This is discussed in the Star Trek TNG Technical Manual (considered a canon source of info about the Star Trek universe).
In short, different engine configurations have been tried in the past but for ships over a certain size, a twin-warp-nacelle design seems to be the easiest way to achieve a well balanced warp field as well as offering the best opportunity to come out of warp in a controlled way in the event of a catastrophic failure of the flight systems:
Second, a pair of nacelles is employed to create two balanced,
interacting fields for vehicle maneuvers. In 2269, experimental work
with single nacelles and more than two nacelles yielded quick
confirmation that two was the optimum number for power generation and
vehicle control. Spacecraft maneuvers are performed by introducing
controlled timing differences in each set of warp coils, thereby
modifying the total warp field geometry and resultant ship heading.
Yaw motions (XZ plane) are most easily controlled in this manner.

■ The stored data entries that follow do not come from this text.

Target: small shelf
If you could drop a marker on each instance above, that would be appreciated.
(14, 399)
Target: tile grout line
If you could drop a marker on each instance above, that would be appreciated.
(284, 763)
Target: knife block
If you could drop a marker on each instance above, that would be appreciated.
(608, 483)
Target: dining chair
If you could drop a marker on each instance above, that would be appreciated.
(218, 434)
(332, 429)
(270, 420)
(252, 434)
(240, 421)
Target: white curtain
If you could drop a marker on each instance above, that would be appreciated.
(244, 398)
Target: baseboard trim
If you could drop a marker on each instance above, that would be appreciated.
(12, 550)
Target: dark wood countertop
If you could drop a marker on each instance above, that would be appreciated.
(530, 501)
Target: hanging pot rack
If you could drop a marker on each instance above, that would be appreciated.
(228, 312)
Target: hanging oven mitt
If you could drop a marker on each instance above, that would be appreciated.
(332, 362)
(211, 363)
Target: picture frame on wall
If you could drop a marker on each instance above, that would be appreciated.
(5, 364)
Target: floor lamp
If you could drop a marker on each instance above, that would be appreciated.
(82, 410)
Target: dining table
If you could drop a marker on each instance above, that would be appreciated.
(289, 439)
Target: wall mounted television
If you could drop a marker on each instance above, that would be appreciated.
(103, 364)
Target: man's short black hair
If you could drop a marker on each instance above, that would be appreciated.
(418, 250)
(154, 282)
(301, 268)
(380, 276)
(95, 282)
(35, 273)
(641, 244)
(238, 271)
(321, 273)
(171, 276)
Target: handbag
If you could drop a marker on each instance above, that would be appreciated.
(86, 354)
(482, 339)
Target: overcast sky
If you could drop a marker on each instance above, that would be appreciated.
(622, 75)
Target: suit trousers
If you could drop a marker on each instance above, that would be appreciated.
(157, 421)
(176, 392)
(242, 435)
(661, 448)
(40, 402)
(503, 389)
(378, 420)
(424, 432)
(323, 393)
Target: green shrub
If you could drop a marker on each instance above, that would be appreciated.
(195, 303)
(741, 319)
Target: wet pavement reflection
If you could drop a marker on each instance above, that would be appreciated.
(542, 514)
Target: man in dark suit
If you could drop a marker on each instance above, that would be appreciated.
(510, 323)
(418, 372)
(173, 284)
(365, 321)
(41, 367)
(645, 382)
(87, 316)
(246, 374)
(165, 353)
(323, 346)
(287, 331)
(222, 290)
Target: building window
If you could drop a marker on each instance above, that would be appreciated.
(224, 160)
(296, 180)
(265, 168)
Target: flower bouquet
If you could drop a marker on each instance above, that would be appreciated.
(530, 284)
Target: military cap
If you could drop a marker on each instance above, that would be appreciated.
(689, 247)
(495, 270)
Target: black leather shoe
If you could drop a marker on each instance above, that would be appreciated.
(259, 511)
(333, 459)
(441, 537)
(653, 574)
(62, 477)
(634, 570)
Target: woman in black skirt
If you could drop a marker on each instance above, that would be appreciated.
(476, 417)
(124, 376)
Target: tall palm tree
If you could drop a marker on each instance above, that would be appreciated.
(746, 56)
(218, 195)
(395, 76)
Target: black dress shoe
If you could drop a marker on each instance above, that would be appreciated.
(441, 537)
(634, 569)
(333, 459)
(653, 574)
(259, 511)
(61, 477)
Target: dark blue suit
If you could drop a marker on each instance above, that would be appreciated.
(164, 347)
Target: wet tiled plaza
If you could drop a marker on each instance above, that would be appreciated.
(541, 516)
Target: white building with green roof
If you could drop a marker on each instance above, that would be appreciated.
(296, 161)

During Saucer Module separation and independent operation of the Battle Section, interactive warp field controller software adjusts the field geometry to fit the altered spacecraft shape. In the event of accidental loss of one or both nacelles, the starship would linearly dissociate, due to the fact that different parts of the structure would be traveling at different warp factors.
Obviously we do see ships with multi-nacelle designs so this isn't a 'hard and fast' rule, but it does offer an in-universe glimpse at the rationale behind why we see this configuration so very often in both human and alien ships.
Out of universe, this was largely a design consideration based on Roddenberry's own prejudices. In a 2005 interview for Trekplace Andrew Probert (Concept Artist for Star Trek TOS and ST: The Motion Picture) gave them a solid overview of the design process as well as his own additions to the treknology canon:
Probert: Gene specified to me, in fact, that starship warp engines operate in pairs... only in pairs because they're codependent. If you had one warp engine, you'd probably go in a circle, I don't know... (laughs) So in the same breath he negated the three-engined dreadnoughts along with the single-engined destroyers, on the edict simply that, to achieve warp drive, you had to have codependent warp engine pairs. As far as the line-of-sight requirement, that was my edict, that, in order to be codependent, the warp engines had to "see" each other, totally. I'm taking about the power combs, not necessarily the Bussard collectors but the bulk of those combs have an energy path between them. And then for other starships, just like in World War II, where all the nations had fighter aircraft that all looked different -- you know, a cultural distinction between, say, a German aircraft and an American aircraft or a Japanese aircraft -- they all operated in the same way having the same basic components of wings, body, and engine, so I applied that thinking to the alien ships I designed as well, so the Ferengi ships, and Romulan Warbirds, have twin warp engines that have to see each other in order to operate. Even my shuttlecraft having a very shallow clearance, still see each other. That's why designs like the Romulan scout ship, where the engines cannot see each other, aren't consistent. There are also some cool Starfleet designs like the Nebula Class ships, but their warp engines cannot see each other. Even those runabouts ignore that ruling which messes up the continuity. Science fiction in particular NEEDS to be consistent. If you negate that,...it all falls apart.
h/t to @HorusKol for reminding me about this site.